Saturday, February 23, 2019

Homeless?

“There’s no such thing as homeless.” This statement, repeated quite often by one of our regular visitors to The Salvation Army in Ashland, is a complicated one. I believe his intent was to challenge social service workers to look at those who self-identify as homeless in a different way. Instead of labeling them “homeless,” he wanted them to be known as people without stable housing, people in need of shelter, or “our friends without homes.” We no longer use words like crippled, Mongoloid, or retarded, or words deemed offensive to describe racial groups, so his point was, don’t use “homeless” either. 

Yet to our friend’s chagrin, the word homeless is still used extensively to describe a lack of housing. The group who gathers to work on solutions for unsheltered people in Ashland County is called the Homeless Coalition. Larger cities often have an intake phone number called the Homeless Hotline, a nice alliterative ring. Nationally, the federal government coordinates the United States Interagency Council on Homelessness that implements the federal strategic plan to prevent and end homelessness. And based on McKinley-Vento federal legislation, public schools are required to provide services to homeless children, creating and maintaining a system that supports students who are experiencing homelessness.

According to a recent Point in Time report issued by the Ashland County Homeless Coalition, homelessness here is on the increase. Federal funds are available to help pay for housing on a temporary basis, but individuals and families struggle to find affordable housing to rent. 

Two local situations have exacerbated the difficulty of finding housing.

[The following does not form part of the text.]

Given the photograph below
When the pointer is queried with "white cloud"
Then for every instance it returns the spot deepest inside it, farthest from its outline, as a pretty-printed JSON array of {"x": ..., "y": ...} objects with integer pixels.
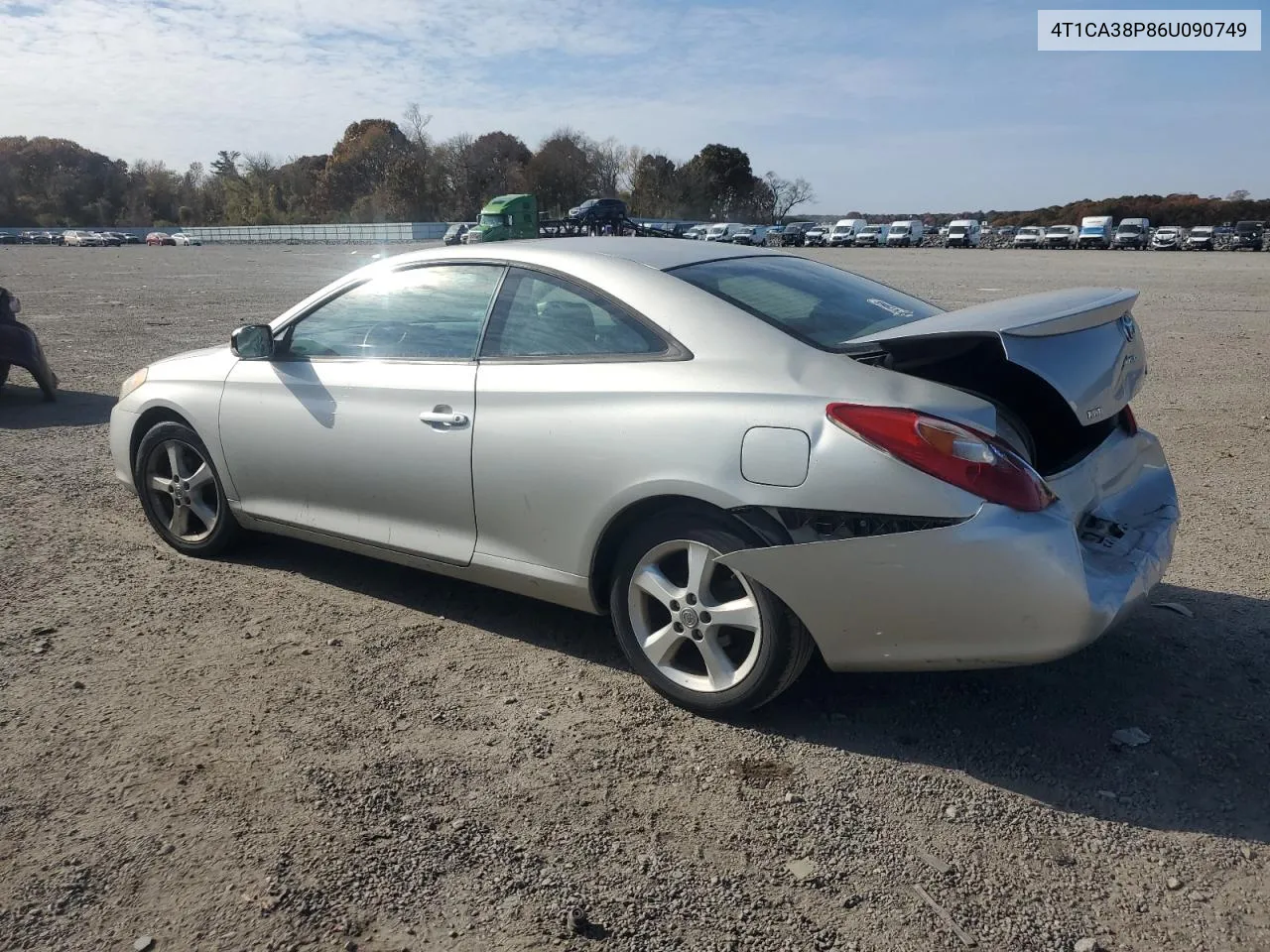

The first was the recent acquisition of an apartment building by the Land Revitalization Corp, displacing residents in fourteen units, many whose housing was subsidized because of their disabilities. 

The second was a transfer of ownership of an apartment complex to management that is no longer willing to accept Section VIII vouchers for low income families and individuals. So even if they reach the top of the nearly six hundred names on the waiting list for Housing Choice Vouchers that are administered by the Wayne County Metropolitan Housing Authority, it’s quite difficult to find an approved apartment to rent. Why Wayne County MHA? Because there’s never been a housing authority in Ashland County. I told you it gets complicated.

But whether we use the term “homeless” or a more euphemistic term, too many people remain without shelter or precariously housed in Ashland County. These people are men, women and children, on their own or in family units. They may be bearing the weight of mental health diagnoses, escaping abusive domestic situations, wrestling with addictions, working low-skill and low-wage jobs, or struggling to adjust after military service. And even if they get approved for funding assistance, often they can find no vacancies. There truly is no room at the inn.

Here’s a further truth about the terminology: even those who have adequate shelter can be homeless, without a home. Because in a more philosophical sense, a home is much more than a stable roof over our heads. As an unknown poet suggests, “A house is made of bricks and beams. A home is made of hopes and dreams.” A true home has roots and warmth, connection and commitment; a home is a place of belonging.

Robert Frost once said, “Home is the place where, when you have to go there, they have to take you in.” For most of us, he’s correct. But for some of our brothers and sisters, there is no one to know them, to listen to their dreams, to take them in, the ultimate meaning of homeless. 

What can we do? When we listen to and affirm each other, when we offer a seat at the table, when we open our arms to a wandering heart, when we extend grace, the homeless of body and soul can begin to find their way home. Mother Teresa explains: “We think sometimes that poverty is only being hungry, naked and homeless. The poverty of being unwanted, unloved and uncared for is the greatest poverty. We must start in our own homes [neighborhood, community] to remedy this kind of poverty.” That’s when there will be no homeless.